Priores y monjes
Luego
de mucho revuelo, Severino fue elegido prior. Era un simple sacristán en la
abadía. Por primera vez dormía en una cama muelle. Los demás tenían un camastro
en el dormitorio común. Nadie se molestaba, pues las horas de sueño eran exiguas
y había que estar listos para los rezos en la hora del gallo. Luego dormían un
rato largo y, otra vez, a despegar para Laudes.
Severino
pensaba en esto y por su mente se agolpaban rayos de las intrigas que lo habían
elevado. Ahora tenía que domar con brida al convento. Su cara parecía un
paisaje invernal de Brueghel el viejo. No podía soportar a quienes echaban
arrogancias por la boca. ¿Cómo detener a Lorenzo y su bando, y a Alejandro y
sus secuaces? ¿A quién nombraría relevo? ¿A quién cillerero? ¿A quién
hospedero? Le preocupaba el cillerero
pues debía enseñar a los monjes cómo
ir de cuerpo y de alma cada día, y cómo hacer las abluciones en el aguamanil antes
de las comidas y después de ellas. Andrés, Ruperto, y Bonifacio eran mugrientos.
Quizá varones maltrechos por esa vida de crudo trabajo y salmodia de coro que
muchos hacían desde la pubertad. Llegaban a comer hambrientos y lavarse era el
cerco insufrible. “!Total para el potaje que servían!” En el refectorio Juan
Antonio era el lector. Efraín, el bibliotecario se quejaba de las hojas de pergamino pringosas, porque
Juan se mojaba el dedo con saliva para dar vuelta cada una y en las puntas del
códice había una oscuridad asquerosa.
De pronto, mientras se desataba el sayal
para acostarse, Severino sintió que el peso de su vejez había desaparecido. Le
estaban floreciendo los huesos y se dio cuenta que su horizonte se había
achicado a causa de la monotonía mortífera que había sostenido, al
pensar en esas torpezas. ¿Qué podría hacer para dilatar su panorama, y llevar
al monasterio al honor que había tenido en tiempos del conde Jerónimo?
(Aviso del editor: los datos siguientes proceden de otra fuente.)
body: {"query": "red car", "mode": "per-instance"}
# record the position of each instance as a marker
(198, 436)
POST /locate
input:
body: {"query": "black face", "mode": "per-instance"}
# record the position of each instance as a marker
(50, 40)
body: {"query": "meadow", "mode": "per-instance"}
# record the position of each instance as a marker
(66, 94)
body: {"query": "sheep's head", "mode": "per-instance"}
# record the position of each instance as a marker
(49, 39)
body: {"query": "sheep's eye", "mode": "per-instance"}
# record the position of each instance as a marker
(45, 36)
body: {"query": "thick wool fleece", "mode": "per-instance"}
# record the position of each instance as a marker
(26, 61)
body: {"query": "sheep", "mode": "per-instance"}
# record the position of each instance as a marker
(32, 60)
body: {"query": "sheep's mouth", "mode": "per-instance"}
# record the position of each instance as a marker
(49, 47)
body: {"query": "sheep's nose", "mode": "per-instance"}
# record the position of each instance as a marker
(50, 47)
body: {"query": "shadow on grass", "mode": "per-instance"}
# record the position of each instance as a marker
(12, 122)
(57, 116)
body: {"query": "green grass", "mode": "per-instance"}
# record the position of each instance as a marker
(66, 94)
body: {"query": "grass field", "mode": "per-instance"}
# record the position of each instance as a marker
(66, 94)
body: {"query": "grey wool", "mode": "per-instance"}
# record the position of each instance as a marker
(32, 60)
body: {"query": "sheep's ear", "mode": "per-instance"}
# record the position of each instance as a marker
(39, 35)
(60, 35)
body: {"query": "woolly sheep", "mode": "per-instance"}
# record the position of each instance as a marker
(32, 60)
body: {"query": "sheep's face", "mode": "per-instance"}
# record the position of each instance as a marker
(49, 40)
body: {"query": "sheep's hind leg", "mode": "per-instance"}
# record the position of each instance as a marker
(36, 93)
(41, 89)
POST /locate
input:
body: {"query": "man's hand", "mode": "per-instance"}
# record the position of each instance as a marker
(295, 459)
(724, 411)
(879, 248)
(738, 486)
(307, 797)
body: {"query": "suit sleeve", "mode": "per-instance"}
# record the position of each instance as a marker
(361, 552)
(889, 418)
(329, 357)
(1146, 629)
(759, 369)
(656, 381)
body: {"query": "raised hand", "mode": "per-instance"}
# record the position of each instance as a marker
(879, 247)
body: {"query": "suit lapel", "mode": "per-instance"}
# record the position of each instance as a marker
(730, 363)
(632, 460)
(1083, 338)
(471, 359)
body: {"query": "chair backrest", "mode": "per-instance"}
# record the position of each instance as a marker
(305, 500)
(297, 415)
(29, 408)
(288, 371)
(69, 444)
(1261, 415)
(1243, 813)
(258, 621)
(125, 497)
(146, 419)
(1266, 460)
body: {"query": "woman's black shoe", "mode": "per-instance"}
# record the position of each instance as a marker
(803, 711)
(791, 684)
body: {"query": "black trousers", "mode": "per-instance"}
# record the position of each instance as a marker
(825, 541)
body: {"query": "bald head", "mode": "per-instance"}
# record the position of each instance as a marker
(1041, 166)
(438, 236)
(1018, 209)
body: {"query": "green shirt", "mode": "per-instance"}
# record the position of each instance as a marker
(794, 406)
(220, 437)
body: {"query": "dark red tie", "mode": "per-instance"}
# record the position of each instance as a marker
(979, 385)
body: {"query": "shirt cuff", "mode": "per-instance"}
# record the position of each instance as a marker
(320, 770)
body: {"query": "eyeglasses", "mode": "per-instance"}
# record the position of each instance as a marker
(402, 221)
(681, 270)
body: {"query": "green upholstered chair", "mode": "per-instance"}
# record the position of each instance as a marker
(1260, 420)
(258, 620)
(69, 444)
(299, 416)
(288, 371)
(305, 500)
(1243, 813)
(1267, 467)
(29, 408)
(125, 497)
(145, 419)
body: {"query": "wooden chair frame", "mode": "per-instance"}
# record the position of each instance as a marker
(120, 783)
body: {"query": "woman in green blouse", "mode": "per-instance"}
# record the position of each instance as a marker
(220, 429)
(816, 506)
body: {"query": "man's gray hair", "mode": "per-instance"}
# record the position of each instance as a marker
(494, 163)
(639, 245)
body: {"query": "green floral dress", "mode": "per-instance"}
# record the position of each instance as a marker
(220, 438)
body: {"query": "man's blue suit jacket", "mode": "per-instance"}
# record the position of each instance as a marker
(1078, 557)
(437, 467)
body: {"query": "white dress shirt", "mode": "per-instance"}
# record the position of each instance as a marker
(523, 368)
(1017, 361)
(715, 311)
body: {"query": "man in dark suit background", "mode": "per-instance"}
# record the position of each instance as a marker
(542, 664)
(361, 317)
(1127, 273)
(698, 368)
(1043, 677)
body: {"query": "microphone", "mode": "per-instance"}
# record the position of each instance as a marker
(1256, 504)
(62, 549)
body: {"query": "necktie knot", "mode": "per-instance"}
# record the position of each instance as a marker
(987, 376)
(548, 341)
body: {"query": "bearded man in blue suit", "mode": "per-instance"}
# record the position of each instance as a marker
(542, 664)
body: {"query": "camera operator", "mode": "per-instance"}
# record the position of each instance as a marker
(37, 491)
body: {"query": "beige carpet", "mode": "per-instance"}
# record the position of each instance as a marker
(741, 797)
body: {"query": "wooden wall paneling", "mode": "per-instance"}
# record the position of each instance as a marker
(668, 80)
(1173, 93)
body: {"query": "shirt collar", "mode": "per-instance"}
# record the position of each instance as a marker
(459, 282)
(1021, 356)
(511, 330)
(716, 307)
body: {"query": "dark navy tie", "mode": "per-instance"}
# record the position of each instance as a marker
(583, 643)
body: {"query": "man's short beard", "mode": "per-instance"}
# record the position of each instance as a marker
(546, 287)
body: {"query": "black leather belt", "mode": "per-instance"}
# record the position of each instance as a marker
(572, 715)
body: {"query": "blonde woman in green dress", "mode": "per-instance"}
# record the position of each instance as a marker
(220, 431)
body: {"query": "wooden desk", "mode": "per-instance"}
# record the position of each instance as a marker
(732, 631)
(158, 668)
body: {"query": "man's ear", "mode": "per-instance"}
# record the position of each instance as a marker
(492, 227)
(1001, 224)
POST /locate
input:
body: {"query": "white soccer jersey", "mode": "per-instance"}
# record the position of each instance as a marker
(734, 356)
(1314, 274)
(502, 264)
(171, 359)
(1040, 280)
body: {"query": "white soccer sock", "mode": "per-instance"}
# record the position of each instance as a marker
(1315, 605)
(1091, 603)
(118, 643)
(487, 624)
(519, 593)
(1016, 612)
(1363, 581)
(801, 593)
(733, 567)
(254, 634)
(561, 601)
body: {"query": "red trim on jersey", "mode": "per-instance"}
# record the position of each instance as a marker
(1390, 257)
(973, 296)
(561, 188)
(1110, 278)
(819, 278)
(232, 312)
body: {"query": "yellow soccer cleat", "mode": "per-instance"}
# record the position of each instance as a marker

Mientras
probaba el lecho reservado, intuyó que sólo habría tres métodos de hacerlo.
Dedicaría cada día una hora a leer
nuevos libros, haría una lista de
sus intereses nunca satisfechos, e iría desde Como a Bingen a apalabrar a esa mística
vieja, la poeta Hildegarda, de la cual se decían portentos a la sazón. Una
mujer… y quién podía asegurarle que no era docta. Se durmió enseguida y, con
una armonía novedosa de fondo, soñó que la monja renana le cantaba melodías
atemporales de Bach, Schumann, y Loreena Mc Kennitt.